Once a center of coal mining activity, Chickaloon is today a popular staging area for a variety of outdoor adventures ranging from sport fishing and glacier trekking to whitewater rafting and ice climbing. The turn-around is due to its location; the community of 249 residents at Mile 76 of the Glenn Highway is surrounded by the Talkeetna Mountains and the Chugach Mountains and flanked by the mighty Matanuska River.
Travelers and outdoor enthusiasts pass through Chickaloon on their way to such places as King Mountain State Recreation Site, a popular camping and fishing destination on the banks of the Matanuska River within a mile of the village. Further west is Matanuska Glacier, a 24-mile-long river of ice where outfitters take visitors for treks across the frozen surface or rig them up with crampons and ice axes for an afternoon of ice climbing.

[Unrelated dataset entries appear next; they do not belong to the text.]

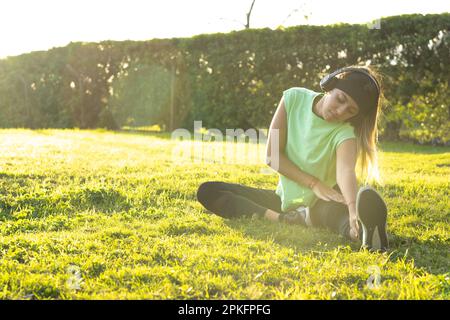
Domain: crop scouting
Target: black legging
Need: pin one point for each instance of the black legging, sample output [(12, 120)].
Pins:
[(231, 200)]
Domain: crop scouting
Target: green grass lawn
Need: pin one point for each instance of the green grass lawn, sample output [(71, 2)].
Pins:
[(103, 215)]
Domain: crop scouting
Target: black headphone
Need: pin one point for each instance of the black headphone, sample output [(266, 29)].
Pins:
[(329, 81)]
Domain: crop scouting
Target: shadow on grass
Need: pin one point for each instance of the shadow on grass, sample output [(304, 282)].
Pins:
[(409, 147), (22, 203), (432, 255)]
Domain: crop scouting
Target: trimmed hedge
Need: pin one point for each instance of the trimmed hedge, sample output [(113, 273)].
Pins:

Perhaps the most popular activity in Chickaloon is whitewater rafting on Matanuska River. Guides lead parties of rafters down the river’s famous Lion Head, a stretch of Class III-IV whitewater that often includes a stop to explore the foot of Matanuska Glacier.

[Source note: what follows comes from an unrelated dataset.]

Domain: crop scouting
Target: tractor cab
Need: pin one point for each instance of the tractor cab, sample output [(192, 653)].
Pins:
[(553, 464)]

Chickaloon is the staging area for a number of outfits that run river rafts, ranging from easy, scenic floats to whitewater adventure. Several companies also provide guided glacier hikes and fishing opportunities abound in the many nearby rivers and lakes.

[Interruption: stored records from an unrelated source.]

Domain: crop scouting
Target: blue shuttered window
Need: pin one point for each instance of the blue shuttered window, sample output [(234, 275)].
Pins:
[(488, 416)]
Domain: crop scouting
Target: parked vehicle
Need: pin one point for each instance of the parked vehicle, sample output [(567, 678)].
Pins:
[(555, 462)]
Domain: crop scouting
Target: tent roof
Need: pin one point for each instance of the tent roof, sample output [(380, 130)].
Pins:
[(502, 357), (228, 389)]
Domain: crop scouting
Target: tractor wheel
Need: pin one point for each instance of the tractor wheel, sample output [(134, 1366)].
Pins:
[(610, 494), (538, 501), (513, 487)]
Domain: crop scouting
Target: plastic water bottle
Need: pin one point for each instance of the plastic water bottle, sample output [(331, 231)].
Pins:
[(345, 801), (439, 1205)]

Originally the area was a center of trade by Athabascan Indians who brought copper, sheep, and goats from the north to swap for salmon, beluga, and fur seals from tribes from the south. In 1898 an army exploration party located a vein of high quality coal near the Chickaloon River. The isolated Chickaloon deposits were not mined until the winter of 1913-1914 when an Alaskan freighter named Jack Dalton used the frozen Matanuska River to haul a shipment of test coal from the area. The next year the U.S. Navy sponsored a coal mining effort in the drainage and as is the case with so many other Alaska mining towns, Chickaloon grew quickly and almost as quickly declined. By 1925, the Navy halted coal mining and in 1958 the area was opened to homesteaders.